15.1 Non-photorealistic Lighting Models

In [39,40] lighting and shading algorithms are developed based on traditional technical illustration practices. A non-photorealistic lighting model for matte and metal surfaces is constructed. The model for matte surfaces use both luminance and hue changes to indicate surface orientation. This lighting model reduces the dynamic range of the luminance, reserving luminance extremes to emphasize edges and highlights. To compensate for the reduced dynamic range and provide additional shape cues, tone-based shading adds hue shifts to the lighting model. Exploiting the relationship that cool colors (blue, violet, green) recede and warm colors (red, orange, yellow) advance, a sense of depth is added by including cool to warm color transitions in the model. The diffuse cosine term is replace with the term:

$$d_{m} ({({{1 + \vec{N} \cdot \vec{L}} \over 2} ) d_{l_{cool}}} + {(1 - {{1 + \vec{N} \cdot \vec{L}} \over 2}) d_{l_{warm}}})$$

where $d_{l_{cool}}$, and $d_{l_{warm}}$ are linear combinations of a cool color (e.g., a shade of blue) combined with the object's diffuse reflectance and a warm color (e.g., yellow) also combined with the object's diffuse reflectance. A typical value for $d_{l_{cool}}$ is $(0., 0., .4) + .2 d_{m}$ and for $d_{l_{warm}}$ is $(.4, .4, 0.) + .6 d_{m}$

This modified diffuse lighting model can be approximated using OpenGL lighting by using two opposed lights ($\vec{L}$, $-\vec{L}$) as shown in Figure 82. The diffuse colors are set to $({d_{l_{warm}} - d_{l_{cool}}})/2$, and $({d_{l_{cool}} - d_{l_{warm}}})/2$, respectively, and the ambient color set to ( ${d_{l_{cool}} + d_{l_{warm}}})/2$ and the specular and emissive contributions set to zero. Objects are drawn with the material reflectances set to one (white). Highlights can be added in a subsequent pass using blending to accumulate the result. Alternatively the environment mapping techniques discussed in Section 10.4 can be used to capture and apply the BRDF at the expensive of computing a map for each different object material.

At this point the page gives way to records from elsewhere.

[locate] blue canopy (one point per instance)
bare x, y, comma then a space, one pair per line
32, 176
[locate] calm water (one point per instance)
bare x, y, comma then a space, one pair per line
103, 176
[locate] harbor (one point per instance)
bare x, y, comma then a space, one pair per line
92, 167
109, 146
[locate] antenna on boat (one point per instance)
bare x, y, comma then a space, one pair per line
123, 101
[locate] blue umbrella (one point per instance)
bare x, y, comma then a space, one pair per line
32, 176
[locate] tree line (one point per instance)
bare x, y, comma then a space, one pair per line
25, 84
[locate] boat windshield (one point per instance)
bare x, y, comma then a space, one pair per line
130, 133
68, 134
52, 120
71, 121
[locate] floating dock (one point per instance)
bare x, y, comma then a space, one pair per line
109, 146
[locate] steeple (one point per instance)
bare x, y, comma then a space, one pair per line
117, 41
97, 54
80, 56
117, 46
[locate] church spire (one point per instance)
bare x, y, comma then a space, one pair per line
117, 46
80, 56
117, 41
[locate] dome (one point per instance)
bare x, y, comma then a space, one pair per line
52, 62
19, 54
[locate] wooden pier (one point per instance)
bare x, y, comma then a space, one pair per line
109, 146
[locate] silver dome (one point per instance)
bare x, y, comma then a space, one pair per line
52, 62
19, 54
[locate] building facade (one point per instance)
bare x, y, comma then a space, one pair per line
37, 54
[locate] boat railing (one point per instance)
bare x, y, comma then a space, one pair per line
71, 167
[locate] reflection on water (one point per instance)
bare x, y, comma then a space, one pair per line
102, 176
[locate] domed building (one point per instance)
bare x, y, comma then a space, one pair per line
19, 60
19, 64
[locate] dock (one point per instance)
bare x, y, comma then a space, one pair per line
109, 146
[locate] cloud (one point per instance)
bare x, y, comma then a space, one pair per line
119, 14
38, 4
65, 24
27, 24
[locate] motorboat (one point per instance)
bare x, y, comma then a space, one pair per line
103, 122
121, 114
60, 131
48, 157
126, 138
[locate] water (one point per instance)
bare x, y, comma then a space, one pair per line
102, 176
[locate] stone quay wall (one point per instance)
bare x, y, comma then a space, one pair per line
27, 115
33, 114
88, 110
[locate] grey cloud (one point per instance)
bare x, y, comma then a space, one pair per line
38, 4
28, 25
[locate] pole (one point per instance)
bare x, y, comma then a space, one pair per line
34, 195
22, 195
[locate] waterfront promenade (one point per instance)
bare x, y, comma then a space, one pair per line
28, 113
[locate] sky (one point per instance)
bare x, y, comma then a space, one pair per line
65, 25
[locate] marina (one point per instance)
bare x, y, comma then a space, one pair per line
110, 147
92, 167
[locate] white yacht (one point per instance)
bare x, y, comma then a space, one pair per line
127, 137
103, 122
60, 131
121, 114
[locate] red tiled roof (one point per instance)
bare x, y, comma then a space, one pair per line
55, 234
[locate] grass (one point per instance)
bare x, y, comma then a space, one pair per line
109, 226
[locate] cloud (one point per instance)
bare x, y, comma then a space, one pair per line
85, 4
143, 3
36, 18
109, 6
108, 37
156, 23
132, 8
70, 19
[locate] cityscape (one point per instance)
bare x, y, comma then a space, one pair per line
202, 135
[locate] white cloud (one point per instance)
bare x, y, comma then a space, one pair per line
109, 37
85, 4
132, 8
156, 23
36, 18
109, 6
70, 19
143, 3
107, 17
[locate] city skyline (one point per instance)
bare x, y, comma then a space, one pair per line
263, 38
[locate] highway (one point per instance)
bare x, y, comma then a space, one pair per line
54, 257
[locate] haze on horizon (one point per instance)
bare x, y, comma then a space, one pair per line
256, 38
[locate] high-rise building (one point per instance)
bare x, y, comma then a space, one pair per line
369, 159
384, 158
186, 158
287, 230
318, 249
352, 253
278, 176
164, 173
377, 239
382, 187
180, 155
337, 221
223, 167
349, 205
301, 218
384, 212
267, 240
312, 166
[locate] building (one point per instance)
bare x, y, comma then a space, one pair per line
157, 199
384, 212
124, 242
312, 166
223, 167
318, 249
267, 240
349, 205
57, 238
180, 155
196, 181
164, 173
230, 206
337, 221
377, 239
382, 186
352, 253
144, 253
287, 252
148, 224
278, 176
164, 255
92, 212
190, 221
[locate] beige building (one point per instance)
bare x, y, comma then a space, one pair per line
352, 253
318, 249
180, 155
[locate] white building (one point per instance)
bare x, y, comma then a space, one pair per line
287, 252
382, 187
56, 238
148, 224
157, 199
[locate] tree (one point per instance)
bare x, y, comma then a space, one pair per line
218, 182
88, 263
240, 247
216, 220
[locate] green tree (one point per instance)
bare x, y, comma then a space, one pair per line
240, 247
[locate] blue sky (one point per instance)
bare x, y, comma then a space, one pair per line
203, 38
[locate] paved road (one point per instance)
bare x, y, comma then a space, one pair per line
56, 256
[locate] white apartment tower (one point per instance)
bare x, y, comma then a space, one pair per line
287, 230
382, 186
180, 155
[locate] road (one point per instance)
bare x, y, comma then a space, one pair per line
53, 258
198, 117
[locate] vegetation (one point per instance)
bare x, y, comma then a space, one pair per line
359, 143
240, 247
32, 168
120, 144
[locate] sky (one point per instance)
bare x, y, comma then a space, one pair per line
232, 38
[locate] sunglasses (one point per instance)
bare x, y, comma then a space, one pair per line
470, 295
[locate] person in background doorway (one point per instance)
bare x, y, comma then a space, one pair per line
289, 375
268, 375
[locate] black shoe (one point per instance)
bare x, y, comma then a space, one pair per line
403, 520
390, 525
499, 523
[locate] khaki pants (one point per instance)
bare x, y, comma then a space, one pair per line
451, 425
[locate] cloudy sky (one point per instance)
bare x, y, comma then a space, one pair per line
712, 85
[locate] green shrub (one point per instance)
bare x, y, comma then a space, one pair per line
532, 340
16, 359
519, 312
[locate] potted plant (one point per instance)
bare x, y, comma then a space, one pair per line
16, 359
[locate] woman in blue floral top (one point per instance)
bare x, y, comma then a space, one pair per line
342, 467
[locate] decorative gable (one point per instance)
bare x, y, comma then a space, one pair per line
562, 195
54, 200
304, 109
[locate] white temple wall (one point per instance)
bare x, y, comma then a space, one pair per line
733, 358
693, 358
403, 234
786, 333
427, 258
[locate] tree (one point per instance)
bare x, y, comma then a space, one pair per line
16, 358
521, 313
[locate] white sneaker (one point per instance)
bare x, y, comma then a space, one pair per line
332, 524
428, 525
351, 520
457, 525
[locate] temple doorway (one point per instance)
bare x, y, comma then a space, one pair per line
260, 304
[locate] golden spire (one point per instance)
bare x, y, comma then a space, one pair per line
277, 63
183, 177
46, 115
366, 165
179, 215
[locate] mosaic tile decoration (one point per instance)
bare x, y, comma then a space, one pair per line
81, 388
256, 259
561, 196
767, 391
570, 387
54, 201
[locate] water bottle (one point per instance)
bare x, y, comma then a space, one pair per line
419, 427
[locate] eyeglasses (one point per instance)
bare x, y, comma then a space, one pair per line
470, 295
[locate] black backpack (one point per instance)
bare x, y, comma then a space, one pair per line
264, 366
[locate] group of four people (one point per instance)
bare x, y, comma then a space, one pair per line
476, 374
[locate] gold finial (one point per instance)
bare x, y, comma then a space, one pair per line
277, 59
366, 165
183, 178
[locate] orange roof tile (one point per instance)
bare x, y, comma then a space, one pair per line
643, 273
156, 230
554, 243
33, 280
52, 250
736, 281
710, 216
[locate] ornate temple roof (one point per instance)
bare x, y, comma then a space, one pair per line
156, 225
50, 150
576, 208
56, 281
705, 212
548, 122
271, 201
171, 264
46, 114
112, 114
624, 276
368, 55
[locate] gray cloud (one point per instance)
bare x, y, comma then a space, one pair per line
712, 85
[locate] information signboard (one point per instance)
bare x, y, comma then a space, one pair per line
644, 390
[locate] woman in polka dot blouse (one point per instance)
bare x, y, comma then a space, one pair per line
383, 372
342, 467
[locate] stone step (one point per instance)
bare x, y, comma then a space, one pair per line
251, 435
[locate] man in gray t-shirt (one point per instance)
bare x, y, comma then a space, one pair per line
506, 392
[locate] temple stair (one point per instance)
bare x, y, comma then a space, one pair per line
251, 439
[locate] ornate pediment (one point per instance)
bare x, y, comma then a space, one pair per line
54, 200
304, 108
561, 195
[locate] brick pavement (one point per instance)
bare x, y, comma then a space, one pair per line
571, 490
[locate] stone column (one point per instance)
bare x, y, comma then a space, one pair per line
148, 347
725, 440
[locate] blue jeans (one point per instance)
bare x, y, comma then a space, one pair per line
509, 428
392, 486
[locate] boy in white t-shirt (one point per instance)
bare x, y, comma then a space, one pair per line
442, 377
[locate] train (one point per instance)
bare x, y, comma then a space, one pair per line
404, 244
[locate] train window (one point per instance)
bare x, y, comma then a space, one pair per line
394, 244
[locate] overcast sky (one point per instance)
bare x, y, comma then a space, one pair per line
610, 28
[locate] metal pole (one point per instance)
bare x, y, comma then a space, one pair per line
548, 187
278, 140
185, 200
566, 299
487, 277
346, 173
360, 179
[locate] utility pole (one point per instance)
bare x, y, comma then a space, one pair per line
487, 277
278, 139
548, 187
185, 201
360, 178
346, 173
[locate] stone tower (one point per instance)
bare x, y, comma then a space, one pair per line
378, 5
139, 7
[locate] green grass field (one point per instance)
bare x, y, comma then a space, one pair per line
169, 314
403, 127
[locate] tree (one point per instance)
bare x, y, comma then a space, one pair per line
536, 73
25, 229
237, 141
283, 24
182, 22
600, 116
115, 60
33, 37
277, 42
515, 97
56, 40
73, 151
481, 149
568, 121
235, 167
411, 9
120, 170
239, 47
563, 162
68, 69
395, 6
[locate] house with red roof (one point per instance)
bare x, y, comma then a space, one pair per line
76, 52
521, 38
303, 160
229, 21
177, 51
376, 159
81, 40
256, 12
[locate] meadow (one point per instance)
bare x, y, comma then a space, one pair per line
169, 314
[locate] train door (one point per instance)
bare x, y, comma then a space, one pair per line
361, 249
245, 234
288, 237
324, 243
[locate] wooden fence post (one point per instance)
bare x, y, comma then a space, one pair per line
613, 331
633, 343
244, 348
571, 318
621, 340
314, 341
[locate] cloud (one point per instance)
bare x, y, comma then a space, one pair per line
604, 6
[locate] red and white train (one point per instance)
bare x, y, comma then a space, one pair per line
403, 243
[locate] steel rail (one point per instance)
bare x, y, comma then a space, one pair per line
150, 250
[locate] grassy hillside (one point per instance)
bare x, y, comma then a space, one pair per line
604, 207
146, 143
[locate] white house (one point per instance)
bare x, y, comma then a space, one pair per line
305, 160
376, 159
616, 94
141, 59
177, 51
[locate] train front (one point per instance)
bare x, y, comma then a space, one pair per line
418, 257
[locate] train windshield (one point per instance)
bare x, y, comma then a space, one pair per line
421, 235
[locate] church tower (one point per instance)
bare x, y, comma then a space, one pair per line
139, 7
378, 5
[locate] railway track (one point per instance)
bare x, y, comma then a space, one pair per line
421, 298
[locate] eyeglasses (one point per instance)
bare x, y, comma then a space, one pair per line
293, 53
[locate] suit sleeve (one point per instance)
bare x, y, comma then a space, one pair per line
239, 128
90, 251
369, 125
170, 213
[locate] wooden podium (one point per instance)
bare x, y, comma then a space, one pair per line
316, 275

For metallic surfaces, the lighting model is further augmented to simulate the appearance of anisotropic reflection (Section 10.9). While anisotropic reflection typically occurs on machined (milled) metal parts rather than polished parts, the anisotropic model is used to provide a cue that the surfaces are metal and to provide a sense of curvature. To simulate the anisotropic reflection pattern, the curved surface is shaded with stripes along the parametric axis of maximum curvature. The intensity of the stripes are random values between 0.0 and 0.5, except the stripe closest to the light source is set to 1.0 to simulate a highlight. The values between the stripes are interpolated. This process is implemented in the OpenGL pipeline using texture mapping. A small one- or two-dimensional luminance texture is created containing the randomized set of stripe values. The stripe at $s$ coordinate zero (or some well known position) is set to the value one. The object is drawn with texture enabled and the wrap mode set to GL_ CLAMP and the $s$ texture coordinate set to vary along the curvature. The position of the highlight is adjusted by biasing the $s$ coordinate with the texture matrix. This procedure is illustrated in Figure 83.